Host-side activity: calling CUDA APIs took 11.75 ms (95.64% of the trace)
┌─────┬───────────┬───────────┬────────┬─────────────────────────┐
│  ID │     Start │      Time │ Thread │                    Name │
├─────┼───────────┼───────────┼────────┼─────────────────────────┤
│   5 │   6.91 µs │  13.59 µs │      1 │ cuMemAllocFromPoolAsync │
│   9 │  36.72 µs │ 199.56 µs │      1 │          cuLaunchKernel │
│ 525 │ 510.69 µs │  11.75 ms │      2 │     cuStreamSynchronize │
└─────┴───────────┴───────────┴────────┴─────────────────────────┘

For some users, this may still be too slow, so we have added two mechanisms that disable nonblocking synchronization and simply block the calling thread until the GPU operation finishes. The first is a global setting, which can be enabled by setting the nonblocking_synchronization preference to false, which can be done using Preferences.jl. The second is a fine-grained flag to pass to synchronization functions: synchronize(x; blocking=true), CUDA.@sync blocking=true ..., etc. Both these mechanisms should not be used widely, and are only intended for use in latency-critical code, e.g., when benchmarking or profiling.

Local toolkit discovery

One of the breaking changes involves how local toolkits are discovered, when opting out of the use of artifacts. Previously, this could be enabled by calling CUDA.set_runtime_version!("local"), which generated a version = "local" preference. We are now changing this into two separate preferences, version and local, where the version preference overrides the version of the CUDA toolkit, and the local preference independently indicates whether to use a local CUDA toolkit or not.

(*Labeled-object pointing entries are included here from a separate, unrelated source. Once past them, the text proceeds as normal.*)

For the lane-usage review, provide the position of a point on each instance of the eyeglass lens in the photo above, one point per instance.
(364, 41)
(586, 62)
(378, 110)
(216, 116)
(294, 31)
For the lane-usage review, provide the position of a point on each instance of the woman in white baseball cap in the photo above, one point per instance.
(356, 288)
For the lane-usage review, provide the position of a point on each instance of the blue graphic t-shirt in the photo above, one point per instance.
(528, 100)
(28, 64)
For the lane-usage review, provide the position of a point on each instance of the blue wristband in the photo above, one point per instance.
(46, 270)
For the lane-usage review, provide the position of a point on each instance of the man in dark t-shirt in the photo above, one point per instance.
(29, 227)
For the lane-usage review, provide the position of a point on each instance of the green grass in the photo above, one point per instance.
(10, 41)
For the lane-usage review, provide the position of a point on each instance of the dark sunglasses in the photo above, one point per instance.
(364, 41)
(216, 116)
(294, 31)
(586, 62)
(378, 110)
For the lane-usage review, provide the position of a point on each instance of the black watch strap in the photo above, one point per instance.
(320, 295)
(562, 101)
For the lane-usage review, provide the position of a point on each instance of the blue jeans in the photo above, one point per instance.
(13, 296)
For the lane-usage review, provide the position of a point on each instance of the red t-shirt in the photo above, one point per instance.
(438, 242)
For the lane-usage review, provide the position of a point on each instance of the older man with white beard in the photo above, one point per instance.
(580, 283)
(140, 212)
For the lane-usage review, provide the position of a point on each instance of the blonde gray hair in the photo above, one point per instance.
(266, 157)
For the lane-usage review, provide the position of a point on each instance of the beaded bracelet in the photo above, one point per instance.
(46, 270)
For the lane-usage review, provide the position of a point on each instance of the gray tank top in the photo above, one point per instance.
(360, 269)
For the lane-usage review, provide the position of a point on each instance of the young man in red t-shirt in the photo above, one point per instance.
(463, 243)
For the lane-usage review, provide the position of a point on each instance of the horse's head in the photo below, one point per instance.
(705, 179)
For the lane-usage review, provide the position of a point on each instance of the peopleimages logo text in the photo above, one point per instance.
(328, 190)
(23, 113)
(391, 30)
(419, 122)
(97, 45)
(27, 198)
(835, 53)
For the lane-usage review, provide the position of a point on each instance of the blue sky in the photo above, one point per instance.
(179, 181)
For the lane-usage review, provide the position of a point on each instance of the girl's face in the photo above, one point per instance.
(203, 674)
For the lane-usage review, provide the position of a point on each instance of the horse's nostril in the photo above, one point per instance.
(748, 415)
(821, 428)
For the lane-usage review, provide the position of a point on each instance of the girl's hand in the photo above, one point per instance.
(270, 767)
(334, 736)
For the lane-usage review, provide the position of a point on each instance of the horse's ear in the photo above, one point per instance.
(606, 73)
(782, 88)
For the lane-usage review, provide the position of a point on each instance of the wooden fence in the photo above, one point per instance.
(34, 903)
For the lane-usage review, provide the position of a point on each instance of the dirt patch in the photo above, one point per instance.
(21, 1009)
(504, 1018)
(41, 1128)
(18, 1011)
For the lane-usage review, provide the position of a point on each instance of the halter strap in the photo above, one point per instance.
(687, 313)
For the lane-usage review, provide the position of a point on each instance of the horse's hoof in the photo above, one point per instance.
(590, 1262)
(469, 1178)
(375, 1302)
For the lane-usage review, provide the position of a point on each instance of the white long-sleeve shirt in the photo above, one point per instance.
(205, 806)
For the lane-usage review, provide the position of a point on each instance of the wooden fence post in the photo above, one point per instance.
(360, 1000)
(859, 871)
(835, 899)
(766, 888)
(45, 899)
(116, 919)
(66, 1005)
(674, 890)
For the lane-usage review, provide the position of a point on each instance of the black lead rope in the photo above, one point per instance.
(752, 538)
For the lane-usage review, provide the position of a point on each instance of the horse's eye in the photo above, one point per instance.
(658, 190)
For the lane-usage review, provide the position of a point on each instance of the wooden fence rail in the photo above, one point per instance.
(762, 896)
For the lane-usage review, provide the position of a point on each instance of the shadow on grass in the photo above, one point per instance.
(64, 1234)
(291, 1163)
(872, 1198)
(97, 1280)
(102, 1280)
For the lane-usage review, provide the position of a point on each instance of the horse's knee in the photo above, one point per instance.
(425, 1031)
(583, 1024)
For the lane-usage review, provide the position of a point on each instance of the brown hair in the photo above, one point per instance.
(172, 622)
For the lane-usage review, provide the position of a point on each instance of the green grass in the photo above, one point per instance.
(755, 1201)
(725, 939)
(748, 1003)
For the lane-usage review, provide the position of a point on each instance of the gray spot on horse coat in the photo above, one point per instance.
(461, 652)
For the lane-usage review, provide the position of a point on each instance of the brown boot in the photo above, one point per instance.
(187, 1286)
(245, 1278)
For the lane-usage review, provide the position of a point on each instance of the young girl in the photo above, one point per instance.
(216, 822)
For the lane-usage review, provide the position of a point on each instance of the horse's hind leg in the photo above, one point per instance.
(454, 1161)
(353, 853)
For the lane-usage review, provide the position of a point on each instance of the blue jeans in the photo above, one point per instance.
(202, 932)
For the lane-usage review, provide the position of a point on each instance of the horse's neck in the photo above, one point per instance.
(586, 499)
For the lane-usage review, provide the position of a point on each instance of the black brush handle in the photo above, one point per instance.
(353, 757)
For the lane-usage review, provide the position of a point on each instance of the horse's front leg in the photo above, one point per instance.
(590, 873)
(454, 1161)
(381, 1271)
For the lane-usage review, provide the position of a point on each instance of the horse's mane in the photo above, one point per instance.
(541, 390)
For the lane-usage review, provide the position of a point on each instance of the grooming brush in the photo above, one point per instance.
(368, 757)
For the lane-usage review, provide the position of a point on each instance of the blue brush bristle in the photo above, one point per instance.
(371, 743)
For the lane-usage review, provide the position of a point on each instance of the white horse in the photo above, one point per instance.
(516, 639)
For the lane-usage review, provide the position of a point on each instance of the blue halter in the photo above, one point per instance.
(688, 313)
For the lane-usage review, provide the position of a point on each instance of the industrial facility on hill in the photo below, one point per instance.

Concretely, this means that you will now need to call CUDA.set_runtime_version!(local_toolkit=true) to enable the use of a local toolkit. The toolkit version will be auto-detected, but can be overridden by also passing a version: CUDA.set_runtime_version!(version; local_toolkit=true). This may be necessary when CUDA is not available during precompilation, e.g., on the log-in node of a cluster, or when building a container image.

Raised minimum requirements

Finally, CUDA.jl 5.0 raises the minimum Julia and CUDA versions. The minimum Julia version is now 1.8, which should be enforced by the Julia package manager. The minimum CUDA toolkit version is now 11.4, but this cannot be enforced by the package manager. As a result, if you need to use an older version of the CUDA toolkit, you will need to pin CUDA.jl to v4.4 or below. The README will maintain a table of supported CUDA toolkit versions.

Most users will not be affected by this change: If you use the artifact-provided CUDA toolkit, you will automatically get the latest version supported by your CUDA driver.

Other changes

Support for CUDA 12.2;
Memory limits are now enforced by CUDA, resulting in better performance;
Support for Julia 1.10 (with help from @dkarrasch);
Support for batched gemm, gemv and svd (by @lpawela and @nikopj.